In life, there is much to be learnt from the experience of others. The same applies in the business world, particularly when looking for innovation. In fact, some of the best innovations have been adopted and adapted from other industries.
Deodorant had been commercially available for more than 50 years in paste form when Helen Barnett Diserens changed the cosmetics industry. Unhappy with the messy, by-hand application, she took inspiration from the ball-point pen and invented the roll-on deodorant.
Amar Bhide of the Harvard Business School studied the origin and evolution of new business ideas. He found that over 70% were based on ideas that had been adopted from other fields. As technology continues to shape the way we work and live, there are many approaches used in consumer-tech that can be adopted and adapted into the world of financial technology.
As part of validating our own thoughts and plans, we’ve also looked at relevant approaches used by our technology peers, far and near, to ensure we continue to deliver what’s really important to our clients and users.
What is really important?
Designing, developing and delivering great software that is fit for purpose, of high quality and gets into the hands of the user in a timely manner is fundamental. And doing this consistently, frequently and predictably is becoming increasingly critical to our clients’ operations and success.
Adopting and adapting - user collaboration
The introduction of IRESS Labs is an approach that is being increasingly applied in software development, where co-designing with the users of the software ensures that the technology is fit for purpose, is intuitive and pleasing to use - and works the way the user works. You can read more about this in our 'A look inside the laboratory' article.
Adopting and adapting - quality
In software engineering, a software's ability to tolerate failures, be resilient, and ensure optimal quality has often been treated as a non-functional requirement.
Netflix, the online streaming service, turned this paradigm on its head when it introduced what is known as the “Simian Army” into its technology approach, changing its assumptions from a model where there would be no breakdowns to a model where breakdowns were certain and ensuring that built-in resilience was an obligation rather than an option.
The first of the Simian Army was the Chaos Monkey - a program that randomly chooses a Netflix server and disables it during its usual hours of activity.

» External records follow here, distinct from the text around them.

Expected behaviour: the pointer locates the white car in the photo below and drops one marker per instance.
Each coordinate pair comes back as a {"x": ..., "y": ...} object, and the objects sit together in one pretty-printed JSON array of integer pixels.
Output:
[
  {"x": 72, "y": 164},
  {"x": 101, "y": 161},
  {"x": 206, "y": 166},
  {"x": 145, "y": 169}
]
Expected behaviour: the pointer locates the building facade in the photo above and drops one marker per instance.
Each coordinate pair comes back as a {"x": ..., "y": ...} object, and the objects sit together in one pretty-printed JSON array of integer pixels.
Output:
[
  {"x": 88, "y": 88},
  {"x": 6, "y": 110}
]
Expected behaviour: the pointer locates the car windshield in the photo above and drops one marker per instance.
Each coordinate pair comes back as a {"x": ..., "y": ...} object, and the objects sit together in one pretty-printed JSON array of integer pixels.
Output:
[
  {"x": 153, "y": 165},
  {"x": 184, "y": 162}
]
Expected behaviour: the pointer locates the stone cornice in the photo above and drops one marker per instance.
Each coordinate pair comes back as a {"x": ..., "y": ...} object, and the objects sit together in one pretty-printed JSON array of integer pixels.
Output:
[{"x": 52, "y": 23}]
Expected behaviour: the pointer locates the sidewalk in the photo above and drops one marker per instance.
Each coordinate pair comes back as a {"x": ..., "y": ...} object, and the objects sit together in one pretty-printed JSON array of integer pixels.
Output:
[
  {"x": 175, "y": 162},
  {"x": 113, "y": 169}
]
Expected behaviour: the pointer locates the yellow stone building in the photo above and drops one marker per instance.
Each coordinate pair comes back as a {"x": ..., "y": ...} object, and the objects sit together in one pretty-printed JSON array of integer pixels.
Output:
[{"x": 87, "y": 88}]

While deliberately causing chaos sounds crazy it ultimately has ensured that, rather than depending on the random occurrence of an event to test quality, there is a strong alignment among software engineers to build redundancy and process automation to survive such incidents, without impacting the millions of Netflix users. Chaos Monkey has proven to be one of the most effective tools to improve the quality of Netflix technology.
What the application of the Chaos Monkey demonstrates is that quality needs to be ‘baked in’, it cannot be an afterthought, and it’s not just about testing.
We have taken this, and many other examples of quality assurance, and adopted them into our approach to technology strategy. Our quality framework includes:
Adopting and adapting - release timeliness
There is little point having quality software if it does not get into the hands of the users in a timely manner.
Spotify, the music distributor with over 170 million subscribers worldwide, is not an entertainment company - at its core it is a technology company. One of the fundamentals that has seen Spotify grow from a startup to global behemoth in less than ten years is how it structured its technology development teams to enable continuous delivery of software.
It has small development ‘squads’ that are tightly aligned but loosely linked so they are not dependent on other teams developing other features. Spotify has unbundled releases so that a feature can be released to users when it is ready and not held up waiting in a batch.
Think of it like a sushi train where the chefs, all working in alignment and to the same end outcome, can place their dish on the train without being held up by another chef’s readiness; the train keeps moving and supplying meals to diners - no waiting, no deferring, no delays.
A recent global research study by DORA (Devops Research and Assessment) found that tech companies who made shifts similar to this Spotify example, performed consistently higher than those who had not. In particular:
Traditionally we may ‘batch’ say 55 new features and release them in one enterprise software release quarterly. Employing an approach similar to Spotify’s sushi train means we complete a feature and make it available as soon as we can, and not wait for other features to be ready and delivered in a batch.
Ultimately, this means continuously delivering improvements and new functionality to our users quicker, and with lower risk and less change angst for our clients.
Back to the roll-on deodorant
As Helen Barnett Diserens looked to an adjacent industry for a solution for deodorant, this continuous delivery model, coupled with our IRESS Labs approach to delivering co-designed software and our framework to improve product quality, are some of the approaches we have adopted and adapted from our peers.
So next time you use a ball-point pen or eat Japanese, or if you happen to come across a monkey, stop and think what you could learn from the world around you to improve your business and the products and services you deliver to your clients.